Keine Folter in Deutschland

Auch an Deutschland stellt Amnesty Forderungen. In der Bundesrepublik werde zwar nicht gefoltert. Es gebe aber zahlreiche Berichte über Misshandlungen durch die Polizei. Um solche Übergriffe wirksam zu bekämpfen, müssten die "Nationale Stelle zur Verhütung von Folter" sowie die entsprechenden Einrichtungen in den Ländern personell aufgestockt werden. In der für die Bundeshaftanstalten zuständigen Nationalen Stelle in Wiesbaden seien nur zwei Mitarbeiter beschäftigt, die 300 Einrichtungen überwachen müssten. Die Länderkommission müsse mit ihren vier Angestellten sogar 13.000 Einrichtungen kontrollieren, in denen Menschen die Freiheit entzogen wird. "Pro Jahr müssten 36.000 Kontrollbesuche stattfinden", erklärt Amnesty-Generalsekretärin Caliskan. Im letzten Jahr konnten aber nur 36 durchgeführt werden.

Was sagen die Bürger?

Amnesty hat nicht nur die Anwendung der Folter weltweit untersucht, sondern auch die Haltung der Menschen zur Folter. 21.000 Bürger in 21 Ländern wurden dafür befragt. 82 Prozent von ihnen sind der Meinung, dass es klare Regeln gegen die Folter geben müsse. Aber immerhin ein Drittel findet, Folter könne notwendig sein, um Informationen zu erlangen, die für die öffentliche Sicherheit wichtig seien.

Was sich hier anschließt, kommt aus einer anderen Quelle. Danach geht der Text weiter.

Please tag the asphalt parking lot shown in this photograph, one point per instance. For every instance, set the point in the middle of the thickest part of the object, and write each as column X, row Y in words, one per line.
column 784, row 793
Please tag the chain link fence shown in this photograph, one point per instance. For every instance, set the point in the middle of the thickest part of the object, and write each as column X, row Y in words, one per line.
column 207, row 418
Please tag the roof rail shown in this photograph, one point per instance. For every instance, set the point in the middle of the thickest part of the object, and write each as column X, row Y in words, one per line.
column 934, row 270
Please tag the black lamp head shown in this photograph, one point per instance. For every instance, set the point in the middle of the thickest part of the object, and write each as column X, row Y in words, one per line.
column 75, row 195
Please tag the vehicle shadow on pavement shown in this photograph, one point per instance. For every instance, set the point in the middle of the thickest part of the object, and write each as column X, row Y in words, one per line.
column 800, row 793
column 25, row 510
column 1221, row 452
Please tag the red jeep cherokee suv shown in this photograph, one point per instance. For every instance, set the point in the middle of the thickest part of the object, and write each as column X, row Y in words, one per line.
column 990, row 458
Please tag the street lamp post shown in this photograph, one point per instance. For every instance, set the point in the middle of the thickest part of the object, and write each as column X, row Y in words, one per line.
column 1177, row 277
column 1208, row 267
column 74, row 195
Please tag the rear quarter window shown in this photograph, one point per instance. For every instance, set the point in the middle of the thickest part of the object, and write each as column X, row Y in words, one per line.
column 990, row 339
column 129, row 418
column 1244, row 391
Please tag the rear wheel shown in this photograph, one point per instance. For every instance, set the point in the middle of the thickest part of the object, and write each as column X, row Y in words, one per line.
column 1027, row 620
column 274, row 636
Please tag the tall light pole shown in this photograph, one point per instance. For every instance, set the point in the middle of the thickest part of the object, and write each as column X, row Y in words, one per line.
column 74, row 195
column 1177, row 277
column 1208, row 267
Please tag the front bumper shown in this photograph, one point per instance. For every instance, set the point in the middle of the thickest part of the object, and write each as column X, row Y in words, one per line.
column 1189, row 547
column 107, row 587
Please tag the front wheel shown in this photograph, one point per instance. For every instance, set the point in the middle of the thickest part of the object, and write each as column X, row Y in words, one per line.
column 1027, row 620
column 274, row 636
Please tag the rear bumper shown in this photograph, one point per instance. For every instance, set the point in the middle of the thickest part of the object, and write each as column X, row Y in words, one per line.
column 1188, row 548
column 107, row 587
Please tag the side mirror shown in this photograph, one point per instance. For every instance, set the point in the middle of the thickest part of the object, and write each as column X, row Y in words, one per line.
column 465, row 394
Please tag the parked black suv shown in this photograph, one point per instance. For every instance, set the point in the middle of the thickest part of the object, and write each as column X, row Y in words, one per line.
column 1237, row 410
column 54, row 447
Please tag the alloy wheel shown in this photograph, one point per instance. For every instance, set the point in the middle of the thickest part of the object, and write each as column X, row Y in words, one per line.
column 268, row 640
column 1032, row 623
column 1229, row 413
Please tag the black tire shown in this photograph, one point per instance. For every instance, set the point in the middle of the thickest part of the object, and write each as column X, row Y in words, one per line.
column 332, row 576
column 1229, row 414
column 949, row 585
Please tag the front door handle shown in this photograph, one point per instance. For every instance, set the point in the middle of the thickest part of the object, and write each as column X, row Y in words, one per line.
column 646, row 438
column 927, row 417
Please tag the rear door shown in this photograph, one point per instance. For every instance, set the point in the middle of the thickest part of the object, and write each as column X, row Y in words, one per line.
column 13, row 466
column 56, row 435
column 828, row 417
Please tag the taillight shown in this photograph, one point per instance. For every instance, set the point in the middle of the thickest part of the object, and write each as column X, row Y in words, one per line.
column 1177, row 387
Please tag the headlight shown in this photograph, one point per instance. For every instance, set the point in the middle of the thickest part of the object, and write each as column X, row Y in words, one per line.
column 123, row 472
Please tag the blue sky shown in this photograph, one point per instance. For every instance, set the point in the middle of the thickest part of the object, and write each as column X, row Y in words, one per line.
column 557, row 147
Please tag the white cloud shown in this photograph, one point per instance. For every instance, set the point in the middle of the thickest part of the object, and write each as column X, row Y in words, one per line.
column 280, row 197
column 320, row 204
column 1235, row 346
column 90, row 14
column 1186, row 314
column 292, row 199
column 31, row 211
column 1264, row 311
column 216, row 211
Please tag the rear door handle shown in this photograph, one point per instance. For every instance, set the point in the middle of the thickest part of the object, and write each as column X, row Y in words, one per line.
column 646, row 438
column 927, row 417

Experten führen dies auch auf den Einfluss von Filmen und Fernsehserien zurück, in denen gefoltert wird. Diese Filme verbreiteten die Illusion, dass man mit Folter Geständnisse erzwingen könne, mit denen Anschläge verhindert würden, so Caliskan. In Wirklichkeit aber führten mit Gewalt erpresste Geständnisse zu mehr Unsicherheit und zu schwindendem Vertrauen in den Rechtsstaat. Dies aber wird durch eine andere Zahl der Erhebung belegt: 44 Prozent der Befragten fürchten sich selbst vor Folter, sollten sie verhaftet werden.